Agent: Nice to meet you, Alice! Python is a great choice...
You: What's my name?
Agent: Your name is Alice! You mentioned you're learning Python.
You: What am I learning?
Agent: You're learning Python programming!
How It Works
result.all_messages() returns all messages from the conversation (system, user, assistant, tool calls). Passing this to the next run gives the agent full context.
Challenges
Self-guided
Now it's your turn! Try these challenges to deepen your understanding:
🌟 Challenge 1: Weather Agent
Add a weather tool that fetches current weather for a city. Use a free API like wttr.in:
httpx.get(f"https://wttr.in/{city}?format=j1")
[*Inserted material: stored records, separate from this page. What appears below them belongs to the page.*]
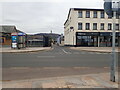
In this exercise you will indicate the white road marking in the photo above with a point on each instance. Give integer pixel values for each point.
(46, 56)
(66, 52)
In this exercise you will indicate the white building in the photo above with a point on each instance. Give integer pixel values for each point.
(90, 27)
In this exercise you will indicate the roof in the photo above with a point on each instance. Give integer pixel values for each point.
(8, 29)
(91, 9)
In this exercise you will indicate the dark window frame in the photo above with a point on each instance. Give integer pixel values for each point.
(117, 27)
(102, 28)
(102, 14)
(80, 14)
(87, 26)
(80, 26)
(87, 14)
(96, 28)
(109, 26)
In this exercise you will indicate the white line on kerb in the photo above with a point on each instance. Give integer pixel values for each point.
(66, 52)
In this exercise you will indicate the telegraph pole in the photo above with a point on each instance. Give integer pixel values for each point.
(112, 8)
(113, 63)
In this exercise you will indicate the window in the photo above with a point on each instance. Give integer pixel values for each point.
(87, 26)
(94, 26)
(117, 26)
(87, 14)
(102, 14)
(95, 14)
(102, 26)
(109, 26)
(80, 14)
(79, 26)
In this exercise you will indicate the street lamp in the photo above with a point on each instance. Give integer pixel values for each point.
(112, 8)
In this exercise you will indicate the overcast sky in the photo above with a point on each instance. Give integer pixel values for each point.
(41, 16)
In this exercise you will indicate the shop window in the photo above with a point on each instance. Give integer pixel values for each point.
(95, 14)
(79, 26)
(94, 26)
(109, 26)
(87, 26)
(80, 15)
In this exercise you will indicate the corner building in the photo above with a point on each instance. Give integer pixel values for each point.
(90, 27)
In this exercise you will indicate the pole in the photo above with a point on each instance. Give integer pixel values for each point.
(113, 63)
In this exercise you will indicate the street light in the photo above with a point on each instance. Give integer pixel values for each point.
(112, 8)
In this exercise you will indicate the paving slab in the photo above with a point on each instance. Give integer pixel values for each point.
(96, 49)
(100, 80)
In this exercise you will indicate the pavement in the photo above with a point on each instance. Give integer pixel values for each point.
(100, 80)
(96, 49)
(28, 49)
(40, 69)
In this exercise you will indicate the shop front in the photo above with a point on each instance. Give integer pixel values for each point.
(96, 39)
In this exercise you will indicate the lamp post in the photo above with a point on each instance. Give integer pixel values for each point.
(112, 8)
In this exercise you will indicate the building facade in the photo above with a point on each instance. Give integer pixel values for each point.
(90, 27)
(5, 34)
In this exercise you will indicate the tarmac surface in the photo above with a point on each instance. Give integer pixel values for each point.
(60, 67)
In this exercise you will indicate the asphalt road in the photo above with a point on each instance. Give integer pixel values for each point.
(61, 61)
(58, 57)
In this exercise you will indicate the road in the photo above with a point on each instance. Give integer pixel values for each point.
(60, 61)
🌟 Challenge 2: Multi-Step Research
Create an agent that:
- Searches for information on a topic
- Summarizes findings in structured format
- Suggests follow-up questions
🌟 Challenge 3: Code Execution Agent
Add a tool that safely executes Python code snippets in a sandbox (hint: use exec() with restricted globals).
⭐ Advanced: Multi-Agent System
Create two agents that work together:
- A "researcher" that gathers information
- A "writer" that formats the findings nicely
- Coordinate them to produce a mini-report
Next Steps
- Explore the PydanticAI Documentation
- Try different LLM providers (Anthropic, Gemini, local models)
- Build a real project: personal assistant, code reviewer, data analyst
- Combine with RAG for document-grounded agents
🎉 Congratulations!
You've built an LLM agent with tools, structured outputs, and memory. The possibilities from here are endless!